Venezuela’s vice president slams Washington’s ‘vile attack’
Venezuelan Vice President Tareck El Aissami has slammed Washington for imposing sanctions against him and a close ally over an allegation of mass shipment of drugs into the United States.
“I take this miserable and vile attack as recognition of my status as an anti-imperialist revolutionary,” Aissami said in a message posted on his official Twitter account on Tuesday.
The post came a day after the US Department of Treasury decided to sanction the Venezuelan vice president and Samark Jose Lopez Bello, ordering their assets frozen in the United States.
The allegation of drug trafficking against the two Venezuelans is the first such move against the socialist government of Venezuela by the administration of new US President Donald Trump.
Venezuela and the United States have had strained relations over the past years and Caracas has repeatedly accused Washington of using allegations of drug trafficking, corruption and human rights abuses as pretexts to interfere in the internal affairs of the South American country.
Venezuelan President Nicolas Maduro’s narrow win in the 2013 elections allowed Washington to heap more pressure on Caracas as the former bus driver had less popularity compared to his mentor and predecessor Hugo Chavez.
Aissami, who is believed to be Maduro’s heir apparent, said the sanctions were part of a broader US policy to undermine the Venezuelan government.
“Let’s not let these vile provocations distract us. Our main job is to accompany Nicolas Maduro in (Venezuela’s) economic recovery,” Aissami said in the post, adding, “We must concentrate on the revolutionary government’s priorities: economic recovery and growth and guaranteeing peace and social happiness.”

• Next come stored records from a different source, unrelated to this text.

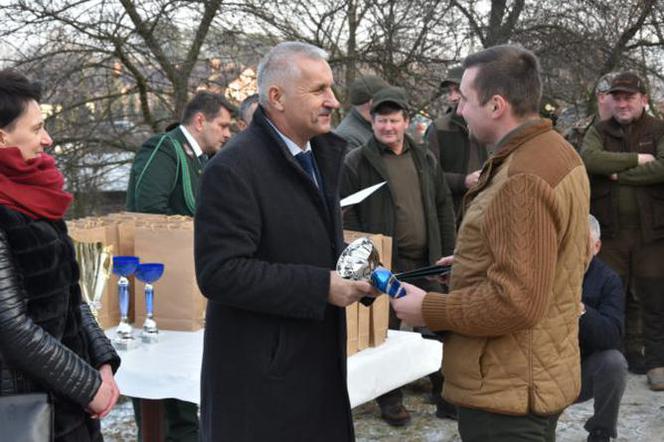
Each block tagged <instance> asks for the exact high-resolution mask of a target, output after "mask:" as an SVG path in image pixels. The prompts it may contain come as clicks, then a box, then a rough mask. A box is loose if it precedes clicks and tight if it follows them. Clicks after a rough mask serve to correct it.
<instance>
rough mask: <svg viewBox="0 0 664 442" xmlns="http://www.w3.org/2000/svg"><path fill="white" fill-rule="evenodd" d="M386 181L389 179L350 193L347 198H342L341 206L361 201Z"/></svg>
mask: <svg viewBox="0 0 664 442" xmlns="http://www.w3.org/2000/svg"><path fill="white" fill-rule="evenodd" d="M385 183H387V181H383V182H382V183H378V184H374V185H373V186H369V187H367V188H366V189H362V190H360V191H359V192H355V193H354V194H352V195H348V196H347V197H346V198H344V199H342V200H341V207H346V206H352V205H353V204H357V203H361V202H362V201H364V200H365V199H366V198H367V197H368V196H369V195H371V194H372V193H374V192H375V191H376V190H378V189H380V188H381V187H383V186H384V185H385Z"/></svg>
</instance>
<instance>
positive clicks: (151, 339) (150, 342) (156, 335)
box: [141, 330, 159, 344]
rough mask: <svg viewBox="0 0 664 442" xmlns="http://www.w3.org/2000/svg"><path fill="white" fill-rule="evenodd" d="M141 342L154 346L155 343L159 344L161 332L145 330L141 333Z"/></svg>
mask: <svg viewBox="0 0 664 442" xmlns="http://www.w3.org/2000/svg"><path fill="white" fill-rule="evenodd" d="M141 341H143V342H144V343H146V344H154V343H155V342H159V331H158V330H155V331H145V330H143V331H142V332H141Z"/></svg>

Late on Monday, Lopez also blasted the sanctions and said the decision was in line with Washington’s hostile policies toward the Venezuelan government.
“Mr. Lopez is not a government official and has not engaged in drug trafficking,” said a statement posted on his website.
“Samark Lopez will seek all legal, administrative, and judicial remedies possible,” the statement added, denying that Lopez had directly been involved in government affairs. He is just “a businessman who has known Tareck El Aissami for a number of years.”
Aissami has previously been accused by Venezuela’s opposition of involvement in drug trafficking. The former lawmaker and state governor is of Syrian-Lebanese extraction and has served as vice president since last month.
Venezuela’s government has yet to make an official statement on Washington’s move.